Johor, Malaysia-based logistics provider Tiong Nam (BM: 8397) has reported weak quarterly results and has revealed potential liquidity issues in its most recent filing to Malaysia’s stock exchange, Bursa Malaysia.
Tiong Nam has reported consolidated revenues of 155.5 million Malaysian ringgit ($37.1 million) for the three months ended September 30, which is the company’s second quarter in its financial year. Those revenues increased by 2.3% from the 152.1 million ringgit ($36.7 million) that it reported in the same quarter in 2018.
The company reported direct operational expenses of 115.8 million ringgit ($27.7 million), which is down marginally by about 1.6% on the corresponding period in 2018.
Profit before tax for the quarter was down significantly by just under 51% to stand at 2.6 million ringgit (just over $600,000) and the company reported a much decreased total comprehensive income of just under 1.7 million ringgit (just over $405,000) for the quarter.

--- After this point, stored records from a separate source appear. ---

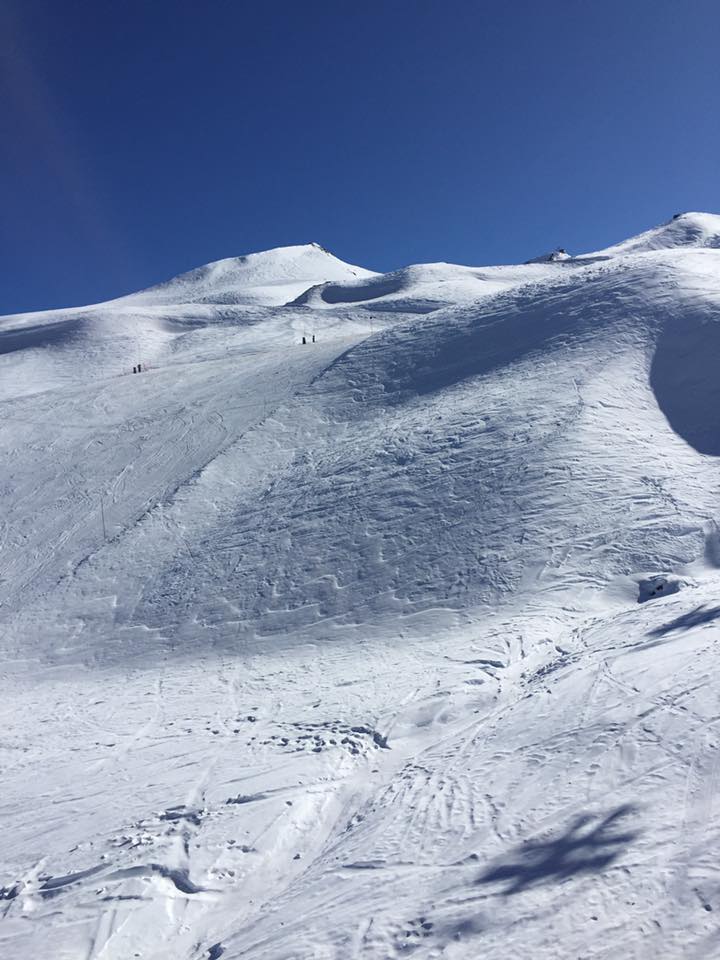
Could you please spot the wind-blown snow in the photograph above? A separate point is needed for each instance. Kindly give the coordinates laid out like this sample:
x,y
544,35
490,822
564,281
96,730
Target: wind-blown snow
x,y
402,641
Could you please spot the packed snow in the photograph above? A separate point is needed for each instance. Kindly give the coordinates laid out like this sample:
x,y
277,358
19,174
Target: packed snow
x,y
377,616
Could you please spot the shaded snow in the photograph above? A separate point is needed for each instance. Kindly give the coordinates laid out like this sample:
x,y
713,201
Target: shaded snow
x,y
402,641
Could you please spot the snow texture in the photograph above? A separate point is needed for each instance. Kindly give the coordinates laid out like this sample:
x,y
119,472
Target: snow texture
x,y
400,641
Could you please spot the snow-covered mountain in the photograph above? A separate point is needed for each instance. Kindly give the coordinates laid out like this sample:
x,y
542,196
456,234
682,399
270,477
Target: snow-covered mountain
x,y
402,640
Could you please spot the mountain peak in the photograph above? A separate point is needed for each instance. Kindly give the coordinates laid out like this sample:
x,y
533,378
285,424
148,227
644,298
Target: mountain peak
x,y
690,229
265,278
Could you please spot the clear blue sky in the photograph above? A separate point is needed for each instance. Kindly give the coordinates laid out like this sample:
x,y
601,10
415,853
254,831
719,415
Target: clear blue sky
x,y
144,137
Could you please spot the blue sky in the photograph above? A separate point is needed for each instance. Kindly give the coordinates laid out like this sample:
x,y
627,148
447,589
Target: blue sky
x,y
141,139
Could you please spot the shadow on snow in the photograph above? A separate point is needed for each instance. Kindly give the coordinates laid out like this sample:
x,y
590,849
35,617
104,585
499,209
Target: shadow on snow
x,y
695,618
588,846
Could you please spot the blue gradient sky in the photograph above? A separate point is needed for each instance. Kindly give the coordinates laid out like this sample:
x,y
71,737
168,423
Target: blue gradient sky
x,y
140,139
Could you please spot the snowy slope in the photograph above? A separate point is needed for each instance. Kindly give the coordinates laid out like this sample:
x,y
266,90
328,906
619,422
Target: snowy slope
x,y
402,641
270,278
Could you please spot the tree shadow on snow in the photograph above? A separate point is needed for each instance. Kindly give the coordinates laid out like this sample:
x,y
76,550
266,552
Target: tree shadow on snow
x,y
695,618
588,846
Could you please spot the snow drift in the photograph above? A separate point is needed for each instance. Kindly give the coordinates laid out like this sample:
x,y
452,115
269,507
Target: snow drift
x,y
400,640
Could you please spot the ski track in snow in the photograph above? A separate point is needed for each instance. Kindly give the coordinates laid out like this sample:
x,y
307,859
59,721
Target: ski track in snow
x,y
357,667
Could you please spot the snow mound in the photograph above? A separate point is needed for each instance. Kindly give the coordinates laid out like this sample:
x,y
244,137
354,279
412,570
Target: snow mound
x,y
419,288
684,230
270,278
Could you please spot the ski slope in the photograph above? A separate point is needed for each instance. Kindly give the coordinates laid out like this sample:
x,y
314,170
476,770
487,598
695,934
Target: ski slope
x,y
400,642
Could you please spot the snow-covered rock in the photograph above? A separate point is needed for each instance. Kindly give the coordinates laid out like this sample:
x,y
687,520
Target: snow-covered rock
x,y
400,640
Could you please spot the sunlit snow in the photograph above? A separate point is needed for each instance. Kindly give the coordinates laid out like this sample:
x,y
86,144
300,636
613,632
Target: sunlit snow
x,y
403,640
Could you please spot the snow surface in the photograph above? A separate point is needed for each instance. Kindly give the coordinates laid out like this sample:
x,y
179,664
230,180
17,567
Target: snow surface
x,y
402,642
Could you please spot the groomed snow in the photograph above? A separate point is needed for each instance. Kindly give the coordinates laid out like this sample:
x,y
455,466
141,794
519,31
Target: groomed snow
x,y
402,641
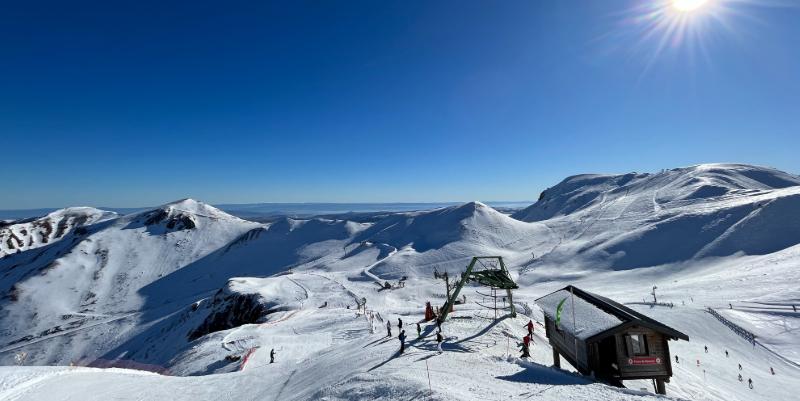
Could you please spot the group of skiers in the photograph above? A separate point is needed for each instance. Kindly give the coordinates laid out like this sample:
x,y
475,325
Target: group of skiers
x,y
727,355
402,335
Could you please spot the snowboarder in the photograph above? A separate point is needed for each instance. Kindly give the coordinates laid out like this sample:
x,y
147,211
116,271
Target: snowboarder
x,y
402,338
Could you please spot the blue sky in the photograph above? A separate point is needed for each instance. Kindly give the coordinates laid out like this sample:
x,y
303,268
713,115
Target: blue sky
x,y
140,103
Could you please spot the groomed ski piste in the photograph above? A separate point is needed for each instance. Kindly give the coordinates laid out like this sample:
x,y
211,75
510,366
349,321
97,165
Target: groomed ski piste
x,y
202,297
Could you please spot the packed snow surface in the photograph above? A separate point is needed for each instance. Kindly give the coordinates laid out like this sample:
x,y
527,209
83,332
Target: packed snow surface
x,y
185,301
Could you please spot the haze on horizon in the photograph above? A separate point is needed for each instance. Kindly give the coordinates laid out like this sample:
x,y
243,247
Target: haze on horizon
x,y
126,105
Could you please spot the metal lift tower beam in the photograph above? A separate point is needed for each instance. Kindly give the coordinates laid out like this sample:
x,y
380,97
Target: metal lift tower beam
x,y
494,277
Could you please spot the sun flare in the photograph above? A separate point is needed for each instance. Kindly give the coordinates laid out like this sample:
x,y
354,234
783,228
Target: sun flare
x,y
688,5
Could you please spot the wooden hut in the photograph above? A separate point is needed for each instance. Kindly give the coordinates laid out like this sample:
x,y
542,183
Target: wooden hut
x,y
606,339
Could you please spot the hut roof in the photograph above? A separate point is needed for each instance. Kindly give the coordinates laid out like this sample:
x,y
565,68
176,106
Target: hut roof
x,y
597,316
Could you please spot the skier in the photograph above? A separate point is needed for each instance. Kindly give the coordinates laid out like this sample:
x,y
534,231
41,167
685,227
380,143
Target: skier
x,y
402,338
525,350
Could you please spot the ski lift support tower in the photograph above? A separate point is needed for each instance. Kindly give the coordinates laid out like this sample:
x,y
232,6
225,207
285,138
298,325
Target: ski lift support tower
x,y
495,275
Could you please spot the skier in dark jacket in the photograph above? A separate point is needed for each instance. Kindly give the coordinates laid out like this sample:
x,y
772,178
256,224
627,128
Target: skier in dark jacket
x,y
530,327
402,338
525,350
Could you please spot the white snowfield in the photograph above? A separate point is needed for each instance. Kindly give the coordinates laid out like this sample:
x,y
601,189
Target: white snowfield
x,y
203,297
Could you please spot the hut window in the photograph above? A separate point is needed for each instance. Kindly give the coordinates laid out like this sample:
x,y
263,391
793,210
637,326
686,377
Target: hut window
x,y
637,344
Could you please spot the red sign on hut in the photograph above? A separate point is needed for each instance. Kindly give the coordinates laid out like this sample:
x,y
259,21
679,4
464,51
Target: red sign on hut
x,y
644,360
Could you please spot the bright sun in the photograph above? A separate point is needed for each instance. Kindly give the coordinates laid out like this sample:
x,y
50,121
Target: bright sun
x,y
688,5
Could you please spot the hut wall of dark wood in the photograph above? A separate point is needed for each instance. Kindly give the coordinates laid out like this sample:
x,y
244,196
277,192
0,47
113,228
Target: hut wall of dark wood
x,y
654,361
566,345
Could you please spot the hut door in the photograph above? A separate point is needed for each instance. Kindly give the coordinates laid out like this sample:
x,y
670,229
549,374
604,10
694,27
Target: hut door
x,y
607,356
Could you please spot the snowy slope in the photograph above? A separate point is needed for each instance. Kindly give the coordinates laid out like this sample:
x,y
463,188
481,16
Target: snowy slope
x,y
637,220
22,235
93,276
188,290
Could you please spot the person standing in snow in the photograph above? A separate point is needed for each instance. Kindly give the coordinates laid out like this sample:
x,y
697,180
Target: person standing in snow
x,y
402,338
525,350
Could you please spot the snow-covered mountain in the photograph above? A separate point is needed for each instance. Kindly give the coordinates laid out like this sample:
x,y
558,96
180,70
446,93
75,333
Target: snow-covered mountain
x,y
22,235
94,275
637,220
190,290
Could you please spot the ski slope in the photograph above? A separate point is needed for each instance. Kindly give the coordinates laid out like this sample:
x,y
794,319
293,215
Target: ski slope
x,y
203,297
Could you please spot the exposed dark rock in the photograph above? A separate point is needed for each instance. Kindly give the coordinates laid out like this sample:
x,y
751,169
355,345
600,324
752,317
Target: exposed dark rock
x,y
231,311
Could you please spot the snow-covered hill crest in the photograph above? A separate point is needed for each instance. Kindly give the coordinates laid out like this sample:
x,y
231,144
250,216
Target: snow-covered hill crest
x,y
638,220
22,235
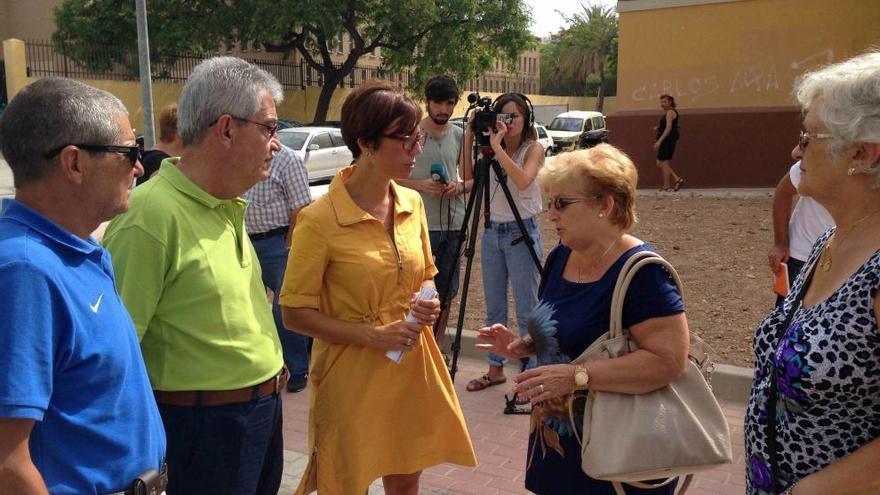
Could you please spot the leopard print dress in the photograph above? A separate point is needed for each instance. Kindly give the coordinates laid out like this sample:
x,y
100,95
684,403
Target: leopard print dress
x,y
827,369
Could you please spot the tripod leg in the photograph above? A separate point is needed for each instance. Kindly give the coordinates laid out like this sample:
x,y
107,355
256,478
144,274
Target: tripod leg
x,y
472,213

Analysts at TA Securities regarded the news positively, pointing out that some of the company’s declines could be attributed to start-up losses in Tiong Nam’s new hotel segment. They expect future earnings to rise, “underpinned by increasing operational efficiency.”
Warehousing and logistics
Tiong Nam has several different business arms, the biggest of which is “Logistics & Warehousing Services,” which by itself accounts for about 87.7% of all of the company’s revenues in the latest quarter. The other divisions are not directly related to freight operations.
The company’s logistics business recorded 136.6 million ringgit of revenue in the most recent quarter, which is a marginal decrease of about 0.8% on the same quarter last year. Logistics and warehousing earnings before interest, taxation and depreciation rose by 19.5% to 21.7 million ringgit ($5.2 million). The segment’s profit before tax rose by 3.7% to 6.6 million ringgit ($1.6 million).
A note of caution: liquidity
Although TA Securities analysts were positive on the stock, assigning it a “buy” rating, they also sounded a note of caution over the company’s liquidity.
Tiong Nam’s current assets have declined by 7.9% from the end of March this year to stand at 452.5 million ringgit ($108 million). Meanwhile, current liabilities, which have fallen by 9.0%, stand at 500 million ringgit ($119 million).
So the company has fallen into working capital deficiency. And, as the securities analysts note, Tiong Nam has a lot of debt due and it might not be able to roll-over that debt. The analysts urged management to take action.
“We believe it is the right time for Tiong Nam’s management to revisit the idea of unlocking asset value via an establishment of REIT [a real estate investment trust] for all its warehouse properties. The current low interest rate environment is conducive for the setup of a REIT, where the market is hungry for yield. More importantly, the REIT could help to ease the cash liquidity pressure and improve gearing levels. As at 2QFY20, Tiong Nam’s net gearing rose to 1.4x with a total net debt of RM969.0mn. Current ratio stood at 0.94x with substantial amount of debt (RM328mn) due within the next 12 months. Also, the group’s gross gearing ratio of 1.42x is approaching the debt covenant threshold of 1.5x, which may affect its ability to roll over its debts in the future,” securities analysts at TA Securities wrote.
About Tiong Nam
Founded in 1975, as a “small-scale cargo business” inside Malaysia, Tiong Nam developed into cross-border business in 1984 when it began operations in Singapore. Today, it is also present in China, Laos, Myanmar, Thailand and Vietnam.
Tiong Nam offers customs brokerage and clearage, haulage, warehousing and last mile delivery. The company operates a fleet of over 1,500 trucks. The full fleet size, including vehicles of all kinds such as prime movers, box and refrigerated trucks, low-loaders and vans, stands at 2,795 transport vehicles. Tiong Nam employs 1,500 people across southeast Asia.
The company also operates a network of 83 warehouses and distribution centers with a total capacity of 5.68 million square feet as of March 2019.